20. Mais uma vez constatei que não faço parte do povo, não compartilho os problemas do povo. Uma vez um professor da Unicamp disse que ele não tinha nada a dizer sobre o que o povo queria e sobre o que o povo deveria fazer, porque ele não fazia parte do povo, nunca havia sentido fome na vida, de fato ele se orgulhava de ser de família quatrocentona de São paulo e de pagar para a empregada dele de salário um valor superior ao que recebíamos de bolsa de mestrado (na época 724 reais e ele dizia que já pagava mais do que uma bolsa de doutorado que era 1200 reais). Na época achei que era frescura apenas para ser diferente, porque todo intelectual de esquerda se considera um intérprete da vontade e das necessidades do povo. Mas quanto mais eu observo o povo, mais convicto fico que não necessariamente o que acredito ser importante para o país seja importante para o povo brasileiro.
21. A Educafro estava distribuindo um papel com e-mail de jornalistas e redação de jornais e tvs para que as pessoas enviassem mensagem criticando o Inclusp, porque a mídia racista estaria elogiando o programa (que segundo eles é um fracasso) apenas para atacar as políticas de cotas e ação afirmativa. Como sou contra a ação afirmativa e as cotas raciais ( se forem sociais considero um pouco mais aceitável, mas precisa explicar um pouco as coisas para os professores universitários neste caso) não irei mandar nenhum e-mail.
22. Outro problema dos partidos de esquerda lá era querer vender o jornal deles, um monte de gente ia pegar pensando que era de graça e se decepcionava, o do PSOL era dois reais e pouco, um da Causa Operária era R$3,50, decididamente o jornal não era para a classe trabalhadora ou ainda mais para os excluídos.
23. Outro protesto que havia lá era de um carroceiro pedindo que a prefeitura cumprisse a liminar conseguida pelo Ministério público contra a apreensão das carroças dos catadores.
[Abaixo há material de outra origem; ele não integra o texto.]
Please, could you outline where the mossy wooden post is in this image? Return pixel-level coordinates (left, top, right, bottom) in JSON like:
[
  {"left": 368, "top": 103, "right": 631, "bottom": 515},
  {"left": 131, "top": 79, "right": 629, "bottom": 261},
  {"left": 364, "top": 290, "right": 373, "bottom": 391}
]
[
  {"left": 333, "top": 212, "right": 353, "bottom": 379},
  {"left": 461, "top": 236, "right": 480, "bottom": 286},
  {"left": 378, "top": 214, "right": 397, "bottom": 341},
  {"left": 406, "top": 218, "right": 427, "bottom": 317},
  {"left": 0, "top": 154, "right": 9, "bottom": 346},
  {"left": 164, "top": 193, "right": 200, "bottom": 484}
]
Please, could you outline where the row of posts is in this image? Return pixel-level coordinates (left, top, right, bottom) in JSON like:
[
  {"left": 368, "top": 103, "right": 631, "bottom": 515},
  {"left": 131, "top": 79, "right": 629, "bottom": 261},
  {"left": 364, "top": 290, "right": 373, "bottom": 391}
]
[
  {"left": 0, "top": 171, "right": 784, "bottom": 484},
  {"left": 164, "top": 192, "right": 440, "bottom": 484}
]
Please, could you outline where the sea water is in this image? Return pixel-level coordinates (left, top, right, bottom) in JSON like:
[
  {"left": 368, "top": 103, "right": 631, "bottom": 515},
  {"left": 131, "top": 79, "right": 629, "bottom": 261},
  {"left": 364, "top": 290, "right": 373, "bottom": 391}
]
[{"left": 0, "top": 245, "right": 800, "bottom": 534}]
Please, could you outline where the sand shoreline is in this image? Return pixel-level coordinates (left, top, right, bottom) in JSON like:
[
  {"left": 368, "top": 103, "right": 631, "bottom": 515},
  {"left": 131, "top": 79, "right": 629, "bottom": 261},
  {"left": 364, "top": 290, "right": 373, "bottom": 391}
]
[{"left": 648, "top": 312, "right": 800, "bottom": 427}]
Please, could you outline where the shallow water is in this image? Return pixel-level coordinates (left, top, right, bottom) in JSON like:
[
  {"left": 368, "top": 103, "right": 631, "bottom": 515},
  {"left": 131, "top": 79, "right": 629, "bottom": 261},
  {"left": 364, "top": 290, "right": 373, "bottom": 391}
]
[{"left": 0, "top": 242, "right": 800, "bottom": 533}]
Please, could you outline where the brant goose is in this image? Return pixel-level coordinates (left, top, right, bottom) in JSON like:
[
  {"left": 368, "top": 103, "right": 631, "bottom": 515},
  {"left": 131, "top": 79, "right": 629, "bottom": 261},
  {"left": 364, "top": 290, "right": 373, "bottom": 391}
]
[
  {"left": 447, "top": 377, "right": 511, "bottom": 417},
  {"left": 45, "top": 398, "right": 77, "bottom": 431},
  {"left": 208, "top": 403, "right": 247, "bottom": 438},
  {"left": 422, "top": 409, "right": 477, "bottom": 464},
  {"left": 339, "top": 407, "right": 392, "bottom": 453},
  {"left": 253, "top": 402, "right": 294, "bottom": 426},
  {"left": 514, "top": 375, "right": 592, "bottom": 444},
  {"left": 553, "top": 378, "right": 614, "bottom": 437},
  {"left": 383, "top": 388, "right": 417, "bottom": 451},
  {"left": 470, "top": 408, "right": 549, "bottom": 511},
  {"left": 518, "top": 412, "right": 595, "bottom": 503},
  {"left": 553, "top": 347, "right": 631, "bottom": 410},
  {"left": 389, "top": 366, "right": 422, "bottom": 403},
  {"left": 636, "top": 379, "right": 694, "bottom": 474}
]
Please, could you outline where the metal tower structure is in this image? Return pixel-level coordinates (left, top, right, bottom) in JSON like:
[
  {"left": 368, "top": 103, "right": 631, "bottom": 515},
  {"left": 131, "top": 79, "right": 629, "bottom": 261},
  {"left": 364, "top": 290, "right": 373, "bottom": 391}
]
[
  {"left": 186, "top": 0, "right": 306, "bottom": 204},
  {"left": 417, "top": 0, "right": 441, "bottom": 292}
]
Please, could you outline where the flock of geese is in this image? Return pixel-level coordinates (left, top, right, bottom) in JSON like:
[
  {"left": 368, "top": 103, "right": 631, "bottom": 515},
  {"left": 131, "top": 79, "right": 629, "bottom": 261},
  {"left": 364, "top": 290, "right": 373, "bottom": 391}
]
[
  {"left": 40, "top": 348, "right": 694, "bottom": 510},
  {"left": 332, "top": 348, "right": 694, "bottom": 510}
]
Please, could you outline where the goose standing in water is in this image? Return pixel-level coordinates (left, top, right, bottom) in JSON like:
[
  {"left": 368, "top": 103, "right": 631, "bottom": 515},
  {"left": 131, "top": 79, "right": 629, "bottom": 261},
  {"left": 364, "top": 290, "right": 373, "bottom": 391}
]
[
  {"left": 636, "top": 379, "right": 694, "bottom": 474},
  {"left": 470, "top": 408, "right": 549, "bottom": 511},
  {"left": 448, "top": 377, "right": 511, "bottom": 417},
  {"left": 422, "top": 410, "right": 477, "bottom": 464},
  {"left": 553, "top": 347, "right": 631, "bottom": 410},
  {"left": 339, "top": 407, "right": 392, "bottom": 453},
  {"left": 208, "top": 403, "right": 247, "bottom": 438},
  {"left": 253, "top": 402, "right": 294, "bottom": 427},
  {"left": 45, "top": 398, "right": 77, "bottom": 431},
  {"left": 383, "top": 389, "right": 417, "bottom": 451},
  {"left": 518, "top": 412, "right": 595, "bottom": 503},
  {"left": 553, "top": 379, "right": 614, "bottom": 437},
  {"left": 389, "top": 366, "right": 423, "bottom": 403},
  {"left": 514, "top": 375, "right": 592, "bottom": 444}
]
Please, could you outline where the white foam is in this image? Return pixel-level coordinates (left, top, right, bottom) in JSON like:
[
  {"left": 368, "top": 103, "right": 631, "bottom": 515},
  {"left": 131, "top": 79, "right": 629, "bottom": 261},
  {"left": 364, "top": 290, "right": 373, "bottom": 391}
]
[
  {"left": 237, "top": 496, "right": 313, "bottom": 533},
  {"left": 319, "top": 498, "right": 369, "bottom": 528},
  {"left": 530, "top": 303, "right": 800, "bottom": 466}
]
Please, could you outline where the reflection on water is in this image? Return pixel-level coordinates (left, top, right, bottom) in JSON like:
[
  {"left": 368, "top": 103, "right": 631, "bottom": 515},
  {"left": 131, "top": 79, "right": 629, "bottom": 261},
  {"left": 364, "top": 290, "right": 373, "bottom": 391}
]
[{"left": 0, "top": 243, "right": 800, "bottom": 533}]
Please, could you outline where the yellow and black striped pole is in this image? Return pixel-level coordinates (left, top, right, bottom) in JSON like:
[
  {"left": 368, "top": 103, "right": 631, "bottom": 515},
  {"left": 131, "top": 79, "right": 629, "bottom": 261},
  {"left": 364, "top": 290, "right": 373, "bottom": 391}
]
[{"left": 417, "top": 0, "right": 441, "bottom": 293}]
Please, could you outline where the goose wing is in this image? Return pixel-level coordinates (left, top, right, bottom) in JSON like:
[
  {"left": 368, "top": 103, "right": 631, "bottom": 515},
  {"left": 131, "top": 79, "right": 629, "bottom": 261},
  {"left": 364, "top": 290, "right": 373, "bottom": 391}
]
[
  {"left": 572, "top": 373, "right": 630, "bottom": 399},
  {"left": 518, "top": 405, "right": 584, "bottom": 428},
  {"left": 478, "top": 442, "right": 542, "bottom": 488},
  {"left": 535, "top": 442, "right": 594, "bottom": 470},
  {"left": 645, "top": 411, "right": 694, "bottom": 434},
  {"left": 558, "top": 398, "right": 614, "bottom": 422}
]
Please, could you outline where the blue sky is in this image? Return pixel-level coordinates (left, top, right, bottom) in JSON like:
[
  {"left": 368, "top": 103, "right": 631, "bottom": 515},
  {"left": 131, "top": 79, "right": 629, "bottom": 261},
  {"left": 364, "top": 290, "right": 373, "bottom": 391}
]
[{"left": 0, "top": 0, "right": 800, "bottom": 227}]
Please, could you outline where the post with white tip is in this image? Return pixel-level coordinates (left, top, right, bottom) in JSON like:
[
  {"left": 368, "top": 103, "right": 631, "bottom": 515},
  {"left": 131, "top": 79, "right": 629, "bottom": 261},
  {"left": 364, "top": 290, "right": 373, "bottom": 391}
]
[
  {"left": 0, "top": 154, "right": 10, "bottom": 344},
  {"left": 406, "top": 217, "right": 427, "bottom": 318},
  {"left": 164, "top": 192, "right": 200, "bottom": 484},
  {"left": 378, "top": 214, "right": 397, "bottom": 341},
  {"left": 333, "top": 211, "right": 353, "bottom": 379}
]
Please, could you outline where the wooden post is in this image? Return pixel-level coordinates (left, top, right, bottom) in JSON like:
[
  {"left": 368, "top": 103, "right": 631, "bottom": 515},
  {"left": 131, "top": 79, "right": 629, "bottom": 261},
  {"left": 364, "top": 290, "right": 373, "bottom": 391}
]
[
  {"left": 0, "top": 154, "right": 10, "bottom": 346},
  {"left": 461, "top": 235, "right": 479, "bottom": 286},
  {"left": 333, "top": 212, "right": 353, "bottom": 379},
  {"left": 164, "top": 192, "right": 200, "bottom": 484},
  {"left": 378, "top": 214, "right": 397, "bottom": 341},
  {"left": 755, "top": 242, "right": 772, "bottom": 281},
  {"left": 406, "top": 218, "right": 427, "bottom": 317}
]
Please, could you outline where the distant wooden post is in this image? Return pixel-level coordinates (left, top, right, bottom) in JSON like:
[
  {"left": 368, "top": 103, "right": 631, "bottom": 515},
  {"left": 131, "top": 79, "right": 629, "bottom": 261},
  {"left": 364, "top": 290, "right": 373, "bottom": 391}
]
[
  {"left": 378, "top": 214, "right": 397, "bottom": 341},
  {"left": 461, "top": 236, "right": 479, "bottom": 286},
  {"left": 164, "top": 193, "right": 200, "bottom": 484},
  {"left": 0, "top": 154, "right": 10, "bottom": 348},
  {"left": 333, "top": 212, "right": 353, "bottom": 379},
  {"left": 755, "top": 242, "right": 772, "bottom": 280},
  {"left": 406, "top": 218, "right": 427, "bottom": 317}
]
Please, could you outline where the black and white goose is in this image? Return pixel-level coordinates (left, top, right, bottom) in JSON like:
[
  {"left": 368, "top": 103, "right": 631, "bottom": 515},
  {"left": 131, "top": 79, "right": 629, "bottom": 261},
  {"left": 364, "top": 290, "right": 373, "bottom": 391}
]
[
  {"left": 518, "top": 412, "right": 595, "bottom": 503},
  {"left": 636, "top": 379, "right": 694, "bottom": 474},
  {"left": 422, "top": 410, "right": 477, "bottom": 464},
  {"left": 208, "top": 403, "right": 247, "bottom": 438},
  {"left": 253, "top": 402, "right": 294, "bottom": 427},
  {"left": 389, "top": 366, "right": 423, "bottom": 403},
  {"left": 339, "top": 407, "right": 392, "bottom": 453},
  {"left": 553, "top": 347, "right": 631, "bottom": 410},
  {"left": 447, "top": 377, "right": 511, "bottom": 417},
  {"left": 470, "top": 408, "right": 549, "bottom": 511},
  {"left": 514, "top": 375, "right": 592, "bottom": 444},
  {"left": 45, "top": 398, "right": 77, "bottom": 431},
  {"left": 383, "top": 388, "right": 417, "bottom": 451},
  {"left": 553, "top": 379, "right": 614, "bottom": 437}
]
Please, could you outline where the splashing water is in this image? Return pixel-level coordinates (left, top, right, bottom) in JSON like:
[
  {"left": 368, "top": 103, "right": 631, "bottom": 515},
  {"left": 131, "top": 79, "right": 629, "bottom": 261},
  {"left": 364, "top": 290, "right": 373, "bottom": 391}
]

O que mostra que ser pobre não é fácil mesmo.
24. A Educafro tinha uma faixa pela implementação da lei 10.639 que eu não fazia idéia do que tratava, o que mostra a inutilidade de se protestar colocando o número de uma lei. Mas agora eu já sei, é sobre a disciplina de História e Cultura Afro-brasileira e Africana em todos os níveis educacionais. Eu só fico pensando em como é que isso diminui o preconceito. E de fato eles contribuíram mais para o Brasil se lutassem para que dentro da disciplina história do Brasil se enfocasse mais aspectos da história dos negros. Fora isso é apenas mais uma disciplina no currículo para ser mal aplicada. E buscando saber o que era cheguei a uma manifesto onde entre outras coisas se pede a implementação desta lei, o interessante são as organizações que assinam, das quais irei mencionar só uma, a Via Campesina. Meu deus, fora dos manifestos de esquerda, a Via Campesina existe? Eu queria saber se esta Via Campesina ainda é maoísta, mas nem irei procurar de medo de descobrir que é e ter que criticar ainda mais a esquerda.
25. Eu juro, eu quero ser de esquerda, mas a esquerda não me ajuda.